9. Olympieion: Temple of Olympian Zeus and Hadrian’s Gate
The Olympieion in Athens was originally constructed centuries ago, with building work most likely beginning in around 174 BC; the Olympieion is also known as the Temple of Olympian Zeus, and it was completed by the Roman Emperor Hadrian in the year 131 CE.
It is built in the traditional Greek style, consisting of enormous columns, making it one of the largest buildings of the ancient world; it is today an incredibly popular tourist attraction and is a must-see sight in Athens.
Nearby lies Hadrian’s Gate, which is a monumental and important landmark. That resembles a Roman triumphal arch; it is the gateway to the magnificent Temple of Olympian Zeus.
10. Temple of Poseidon in Sounio
Situated on the spectacular Cape Sounion, and towering above the scenic Aegean Sea, lies the fantastic Temple of Poseidon; though this is around 70 kilometers outside of Athens, it makes for a great day trip.

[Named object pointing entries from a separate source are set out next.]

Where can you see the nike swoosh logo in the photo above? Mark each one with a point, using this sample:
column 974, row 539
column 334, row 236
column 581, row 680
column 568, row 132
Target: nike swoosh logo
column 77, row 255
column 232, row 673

The temple was originally constructed between the years 444 and 440 BC, and it is believed to have been designed by Ictinus, who also constructed the Temple of Hephaestus, in Ancient Agora.
This temple is dedicated to the God of the Sea, Poseidon, and is one of the most popular tourist destinations outside of the center of the city; there is so much to learn and discover at this site.
A visit to the Temple of Poseidon in Sounio is a must especially at the time of sunset. The easiest way to get there is by a guided tour. I personally recommend this half-day Sounio sunset tour from Athens
Athens is a spectacular metropolis that caters to every type of interest, from those who adore history and culture, to those who are fascinated by modernity; regardless of how long you are visiting the city, you will return home with unforgettable memories.